Do podpalenia doszło we wtorek o godz. 6:00. 29-letni mieszkaniec Rybnika razem z innym pasażerem jechał taksówką ze stacji benzynowej przy ulicy Niepodległości. Po zakończeniu kursu mężczyzna odmówił zapłaty, następnie oblał pojazd benzyną z przewożonego ze sobą kanistra i podpalił auto.

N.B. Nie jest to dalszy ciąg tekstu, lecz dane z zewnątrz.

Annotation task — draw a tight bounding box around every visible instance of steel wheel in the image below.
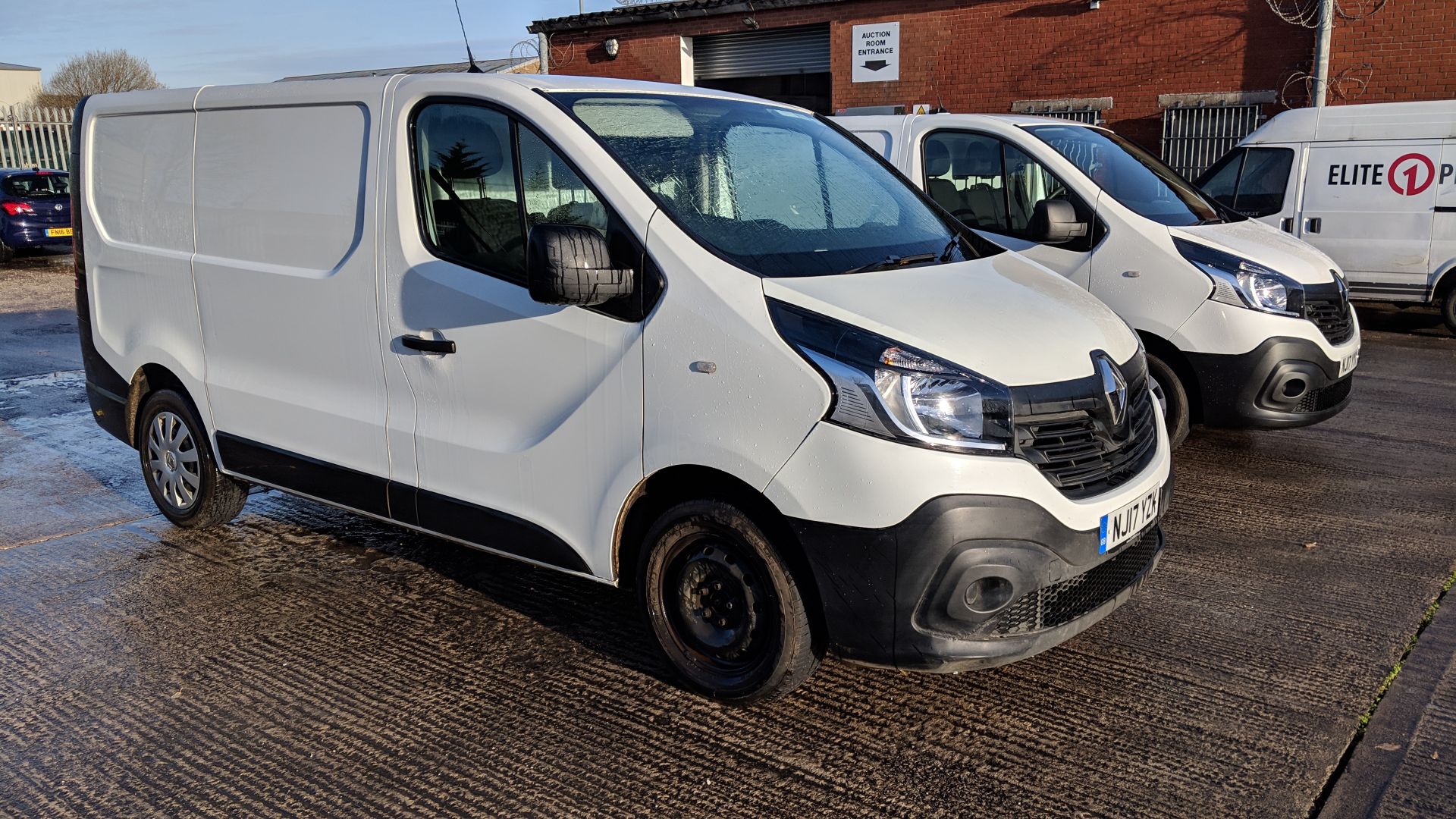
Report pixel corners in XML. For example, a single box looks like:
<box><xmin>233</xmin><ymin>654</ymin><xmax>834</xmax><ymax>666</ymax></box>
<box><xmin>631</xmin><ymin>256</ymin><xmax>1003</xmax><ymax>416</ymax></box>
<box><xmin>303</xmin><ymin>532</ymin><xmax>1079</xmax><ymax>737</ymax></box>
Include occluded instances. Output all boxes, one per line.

Gdy na miejsce dojechali policjanci, samochód nadal płonął. Ogień zajął też część elewacji stojącego obok budynku.
Mężczyzna był agresywny
Pasażerowie taksówki uciekli. Po krótkim pościgu zatrzymano mężczyznę podejrzanego o podpalenie. Jak informuje policja, 29-latek był agresywny i pobudzony. Przyznał, że wcześniej zażywał środki odurzające. Służby pobrały mu krew do badań.
ZOBACZ: Warszawa. Policjanci zatrzymali dwóch Gruzinów podejrzanych o kradzież samochodu
Mężczyzna usłyszał zarzut spowodowania zagrożenia dla życia i zdrowia wielu osób oraz mienia wielkich rozmiarów.
Jak podała w piątek Komenda Powiatowa w Rybniku, 29-latek decyzją sądu trafił na trzy miesiące do aresztu. Grozi mu do ośmiu lat więzienia.